A. O'Toole
IONA Technologies
Making Software Work Together is the key challenge of today's IT
environment. The ability to build across platform, language and network
boundaries offers more powerful, flexible applications. Creating cohesion
from diversity allows developers to choose best-of-breed components and
adopt an evolutionary approach to the adoption of new technologies.
Making software work together requires an underlying infrastructure to
standardize and simplify the process of application integration - either
through the use of a software bus or a container component architecture.
This infrastructure is the middleware - the defining feature of today's
software systems.
Middleware began with the mainframe, and the industry trend towards the
thin client is leading us back towards the world of MVS and 3270. Now the
industry requires 'CICS for the network' - a container for network-based
applications - an open, cross-platform and cross-language solution that
provides the global plumbing behind today's distributed systems.

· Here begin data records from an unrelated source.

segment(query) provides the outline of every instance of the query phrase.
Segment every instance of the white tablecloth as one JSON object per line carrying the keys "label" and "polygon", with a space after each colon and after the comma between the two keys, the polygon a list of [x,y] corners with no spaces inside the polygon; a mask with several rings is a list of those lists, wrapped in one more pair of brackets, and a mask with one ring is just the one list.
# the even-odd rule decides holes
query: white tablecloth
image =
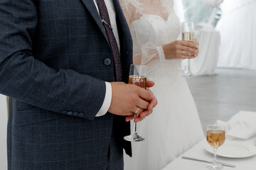
{"label": "white tablecloth", "polygon": [[[246,141],[247,143],[255,144],[256,135],[252,139]],[[169,164],[162,170],[206,170],[206,165],[208,163],[191,161],[182,159],[181,157],[186,156],[196,159],[211,161],[213,154],[204,149],[206,140],[204,139],[189,150],[183,154],[181,157]],[[218,151],[217,151],[218,152]],[[256,155],[247,158],[225,158],[217,157],[217,161],[235,165],[235,168],[224,166],[223,170],[255,170],[256,169]]]}
{"label": "white tablecloth", "polygon": [[[199,55],[197,57],[191,60],[191,71],[196,76],[215,74],[220,40],[220,33],[210,26],[204,25],[197,27],[198,29],[196,29],[195,32],[196,38],[199,42]],[[185,72],[187,63],[187,60],[182,62],[182,67],[185,69]]]}

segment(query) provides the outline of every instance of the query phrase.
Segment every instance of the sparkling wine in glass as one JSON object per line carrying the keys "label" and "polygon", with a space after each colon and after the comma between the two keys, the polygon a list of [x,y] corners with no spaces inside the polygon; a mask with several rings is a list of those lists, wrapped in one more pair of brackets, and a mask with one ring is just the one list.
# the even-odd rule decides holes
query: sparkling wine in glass
{"label": "sparkling wine in glass", "polygon": [[[195,42],[195,33],[193,22],[183,22],[181,24],[181,36],[182,40]],[[191,69],[190,59],[191,56],[188,56],[188,72],[185,74],[187,76],[193,76]]]}
{"label": "sparkling wine in glass", "polygon": [[213,162],[206,167],[208,169],[222,169],[223,166],[216,162],[217,149],[225,141],[225,128],[219,125],[210,125],[207,126],[206,140],[214,151]]}
{"label": "sparkling wine in glass", "polygon": [[[146,65],[131,64],[129,74],[129,84],[134,84],[144,89],[146,87]],[[134,118],[137,115],[134,115]],[[134,123],[132,134],[124,137],[124,139],[131,142],[139,142],[144,140],[144,138],[137,133],[137,123]]]}

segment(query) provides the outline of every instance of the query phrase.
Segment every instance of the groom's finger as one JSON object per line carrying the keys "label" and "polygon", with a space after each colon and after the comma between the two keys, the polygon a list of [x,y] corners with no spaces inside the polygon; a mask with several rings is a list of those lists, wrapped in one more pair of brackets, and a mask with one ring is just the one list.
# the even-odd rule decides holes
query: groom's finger
{"label": "groom's finger", "polygon": [[129,122],[129,120],[132,120],[134,118],[134,115],[128,115],[125,118],[125,121]]}
{"label": "groom's finger", "polygon": [[153,94],[152,91],[149,89],[146,89],[147,91],[149,91],[151,96],[152,96],[152,100],[151,100],[148,106],[148,110],[152,110],[157,105],[157,99],[156,96]]}
{"label": "groom's finger", "polygon": [[154,82],[153,81],[150,81],[149,79],[146,80],[146,87],[154,86]]}
{"label": "groom's finger", "polygon": [[150,93],[150,91],[149,91],[148,90],[139,88],[138,93],[139,93],[139,96],[141,98],[145,99],[147,101],[152,100],[152,95]]}
{"label": "groom's finger", "polygon": [[153,110],[144,110],[138,117],[134,118],[134,123],[138,123],[142,121],[146,116],[149,115],[152,113]]}

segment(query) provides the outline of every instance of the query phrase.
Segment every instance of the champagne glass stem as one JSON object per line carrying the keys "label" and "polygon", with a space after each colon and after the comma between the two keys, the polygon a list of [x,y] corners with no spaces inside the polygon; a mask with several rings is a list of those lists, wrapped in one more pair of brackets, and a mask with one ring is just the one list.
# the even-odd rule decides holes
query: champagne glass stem
{"label": "champagne glass stem", "polygon": [[190,58],[191,55],[189,55],[188,59],[188,72],[190,73],[191,72],[191,67],[190,67]]}
{"label": "champagne glass stem", "polygon": [[[137,117],[137,115],[134,114],[134,118]],[[132,133],[137,133],[137,123],[134,123],[134,130],[132,131]]]}
{"label": "champagne glass stem", "polygon": [[215,149],[213,149],[213,152],[214,152],[214,154],[213,154],[213,164],[216,164],[216,157],[217,157],[217,156],[216,156],[216,152],[217,152],[217,149],[216,148],[215,148]]}

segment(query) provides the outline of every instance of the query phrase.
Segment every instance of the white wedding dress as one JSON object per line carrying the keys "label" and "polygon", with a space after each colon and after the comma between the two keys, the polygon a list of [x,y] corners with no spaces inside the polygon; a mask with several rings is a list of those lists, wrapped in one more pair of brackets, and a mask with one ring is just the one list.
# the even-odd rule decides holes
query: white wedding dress
{"label": "white wedding dress", "polygon": [[[147,78],[158,100],[153,113],[139,122],[143,142],[132,142],[132,158],[124,156],[125,170],[158,170],[204,137],[195,102],[181,73],[181,60],[165,60],[161,46],[177,40],[181,23],[173,1],[120,0],[129,25],[134,60],[142,57],[147,65]],[[159,6],[159,7],[158,7]],[[133,125],[132,125],[132,128]]]}

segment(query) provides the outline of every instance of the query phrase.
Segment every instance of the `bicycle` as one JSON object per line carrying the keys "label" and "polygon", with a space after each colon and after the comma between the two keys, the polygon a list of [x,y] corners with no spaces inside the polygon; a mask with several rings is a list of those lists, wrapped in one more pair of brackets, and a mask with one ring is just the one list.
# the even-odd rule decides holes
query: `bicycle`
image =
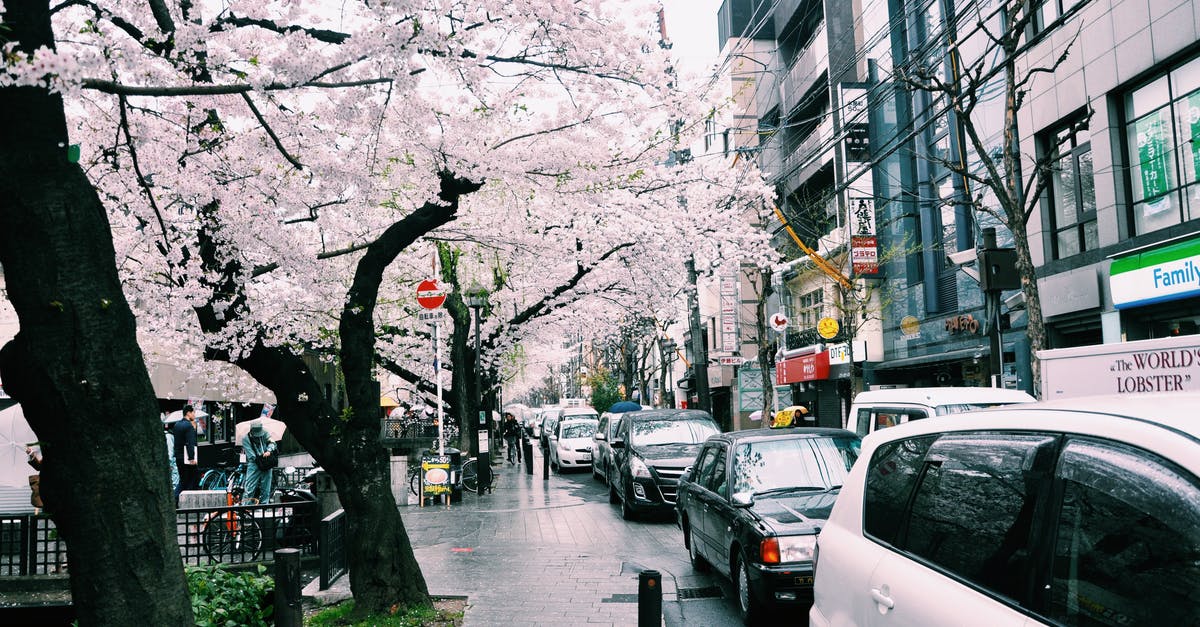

There are three key pieces to such a solution - platform, services and
component framework. Detailing each of these gives us an insight into the
shape of future applications and the pivotal role that middleware plays in
providing additional functionality over and above it's function as the
'glue' within the system.
Biography: Annraí O'Toole co-founded IONA and has served as a director
since its inception. Mr. O'Toole has served as Executive Vice President and
Chief Technical Officer since, April 1992. From 1987 to April 1992, Mr.
O'Toole was a research assistant in the Department of Computer Science,
Trinity College, Dublin.
Appears: Before Session 1 (Workflow), Wednesday AM.